Two cameras are now live for West nest jump day tomorrow morning. For links to the West nest inside camera and an Outside camera go to my main web page as usual:
Scroll down to just below the images/buttons that link to the cameras for some bullet items that provide tips about using them

Note: some people have been confused by the new-this-year video ad that plays very briefly before the video from a duck camera starts. There is no bypass for the ad but it is only a few seconds long. Play the ad and when it finishes, carefully touch/click the word “>> continue” that appears.

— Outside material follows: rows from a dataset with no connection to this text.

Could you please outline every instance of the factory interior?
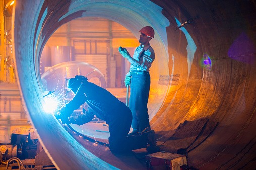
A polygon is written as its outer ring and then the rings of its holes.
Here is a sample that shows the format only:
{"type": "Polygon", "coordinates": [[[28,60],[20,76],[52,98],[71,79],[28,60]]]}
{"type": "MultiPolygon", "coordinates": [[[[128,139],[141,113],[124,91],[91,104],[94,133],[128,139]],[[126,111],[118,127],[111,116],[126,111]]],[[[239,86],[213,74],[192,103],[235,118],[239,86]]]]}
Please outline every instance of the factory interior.
{"type": "Polygon", "coordinates": [[[254,0],[0,3],[0,170],[255,169],[254,0]],[[63,124],[46,99],[80,75],[127,103],[118,48],[132,56],[146,26],[157,147],[114,154],[104,121],[63,124]]]}

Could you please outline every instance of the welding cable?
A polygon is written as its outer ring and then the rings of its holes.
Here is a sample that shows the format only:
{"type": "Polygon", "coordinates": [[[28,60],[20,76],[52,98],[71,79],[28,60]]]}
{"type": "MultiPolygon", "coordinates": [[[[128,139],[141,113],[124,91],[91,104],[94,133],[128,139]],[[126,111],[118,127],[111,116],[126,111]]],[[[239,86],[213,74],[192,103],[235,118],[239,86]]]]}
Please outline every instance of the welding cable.
{"type": "Polygon", "coordinates": [[[12,157],[9,160],[8,160],[8,161],[7,161],[7,163],[6,163],[6,170],[8,170],[8,166],[9,166],[9,163],[13,161],[16,161],[17,162],[18,166],[19,167],[19,170],[21,169],[21,167],[22,167],[22,168],[26,170],[26,168],[23,165],[23,163],[22,163],[21,160],[20,159],[19,159],[18,157],[12,157]]]}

3 thoughts on “Cameras are ready”

  1. I had a hen use my duck box for the first time this year. Unfortunately, a raccoon was able to thwart my predator guard and raided the nest. The hen was able to escape. I installed a new and larger predator guard for next year. In your experience, will a hen return to the same area from a previous year even if the nest was compromised? Also, I am considering adding a second box, but I have heard various reports about far to space the boxes. How far apart are your boxes?


    1. Hello Samuel,

      I have read that ducks who are successful in raising a brood will often return to the same area in the next year. I’ve seen this occur when we’ve watched one on-camera that has some distinctive marking. One of them that we named Arabelle (“arrow bill” because she had an arrow shaped lighter area on her bill) nested here on two consecutive years and visited on the third year but another duck claimed the nest. They can live for a decade but with predation their lives are sometimes short. I don’t know about unsuccessful ducks returning. However at our site there is typically lots of competition for the nest boxes: I’ve seen 6 pairs of wood ducks in the yard during the “nest shopping” phase, all taking turns and competing to check out our two (lately three) nest boxes.

      I’ve heard the same thing you mentioned, that they don’t like to be too close. Our two nest boxes are in the two back corners of our lot, about 60 feet apart. They can “see” each other across the lot and they face each other too (so that we can watch them from the house). The third one where we added a camera last year (where the hooded merganser nested) is in our neighbors yard across the creek; it’s about 40 feet from one of ours but they face in opposite directions and are screened by trees between them. All three of those have been occupied by incubating hens at the same time.